Publié le 06 Jan 09
Les femmes postménopausées obèses, qui n'ont jamais utilisé l'hormonothérapie substitutive, peuvent faire face à un plus grand risque de cancer ovarien, comparé aux femmes de poids normal. C'est ce que suggère une nouvelle étude publiée dans la revue Cancer.
Ce qui est intéressant c'est que les femmes obèses qui ont utilisé l'hormonothérapie substitutive (HRT) pour des symptômes de ménopause, n'ont pas ce risque accru pour ce type de malignité.
Pour cette nouvelle étude, les investigateurs de l'Institut National contre le Cancer des États-Unis ont suivi presque 95.000 femmes, âgées de 50 à 71 ans, sur un suivi moyen de sept ans.

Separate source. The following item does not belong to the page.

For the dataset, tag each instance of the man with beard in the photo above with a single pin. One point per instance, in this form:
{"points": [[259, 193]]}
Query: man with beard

Les Femmes obèses -- celles avec un indice de masse corporelle (BMI) de 30 ou plus -- ont eu un risque de 26 % plus élevé de développer le cancer ovarien que les femmes du poids normal.
Les femmes obèses qui n'avaient jamais utilisé la thérapie hormonale ont un risque 80 % plus élevé de développer le cancer ovarien. Il n'a semblé y avoir aucun rapport entre le BMI et le cancer ovarien parmi les femmes qui avaient utilisé la thérapie d'hormone pour des symptômes ménopausiques.
Selon les chercheurs, l'obésité accroît le risque de cancer ovarien à cause de problèmes hormonaux, d'accroissement des estrogènes.